İnsan, varoluşundan itibaren kendisini ve dünyayı anlama çabası içerisindedir. Anlam arayışı, insan olarak bizim bilgiye duyduğumuz doğal bir ihtiyaçla birlikte, yaşamın derin anlamlarını kavrama çabası olarak da ortaya çıkar. Bu anlam arayışının bir çok sebebi olduğu gibi onu etkileyen de birçok etken vardır.
İlk etken olarak şunu söyleyebiliriz. İnsan olarak doğuştan gelen bir merak duygusuna sahibiz. Bir bebeği bile gözlemlediğimizde keşfetme ve merak çabasını her hareketinde ve bakışında görmek mümkün. Çevresindeki olayları, nedenleri ve sonuçlarıyla anlamaya çalışır. Bilgi edinmek, merakımızı gidermek bizim dünyayla etkileşim kurma biçimlerimizden birisidir.
Yaşamın ilerleyen süreçlerinde belli bir bilince geldiğimizde kim olduğumuz, neden var olduğumuz gibi varoluşsal sorularla karşı karşıya kalırız. Bu sorular da bizi anlam arayışına yönlendirir. Kendi varoluşumuzu anlamlandırmak, yaşamımıza anlam katmak için önemlidir. Anlam bulamadığımızda yaşam içinde amaçsız kalıp boşluğa sürükleniriz. Birçok yaşam bu şekilde körelip gitmekte maalesef.
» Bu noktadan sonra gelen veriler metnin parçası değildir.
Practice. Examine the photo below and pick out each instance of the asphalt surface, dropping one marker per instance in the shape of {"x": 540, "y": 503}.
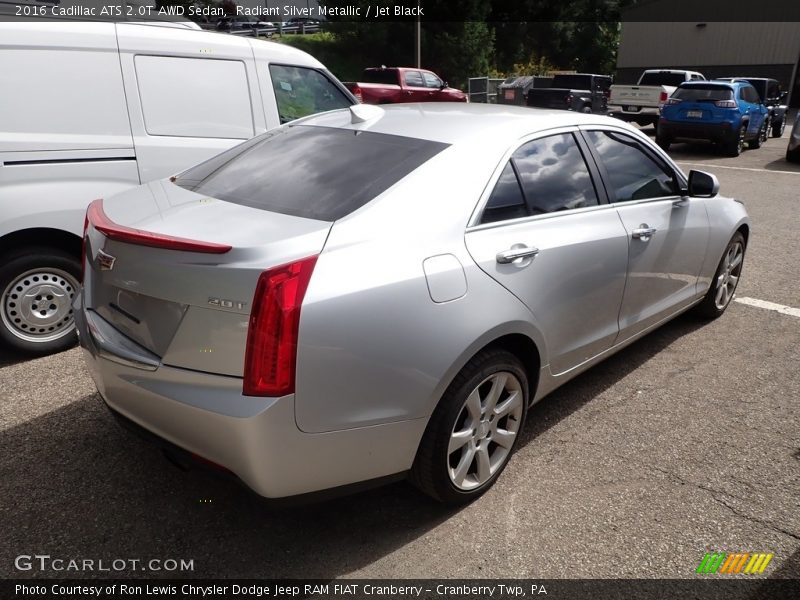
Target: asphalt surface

Yaşadığımız deneyimler ve ailemizden öğrendiklerimiz de anlam arayışımızı şekillendirir. Hem olumlu hem de olumsuz deneyimler, hayatlarımızdan anlam çıkarmamıza ve bu deneyimleri anlamlandırmamıza yardımcı olur.
Bireysel hayatlarımızın dışına çıkıp toplum içinde kendimize baktığımızda ise toplumun üzerimizde büyük bir etkisi olduğunu fark ederiz. Çünkü sosyal bir varlığız ve toplum ve kültürlerin içinde büyürüz, öğrenir ve şekil alırız. Toplumsal normlar, değerler ve inançlar, bizim anlam arayışımızı şekillendiren önemli etkenlerdir.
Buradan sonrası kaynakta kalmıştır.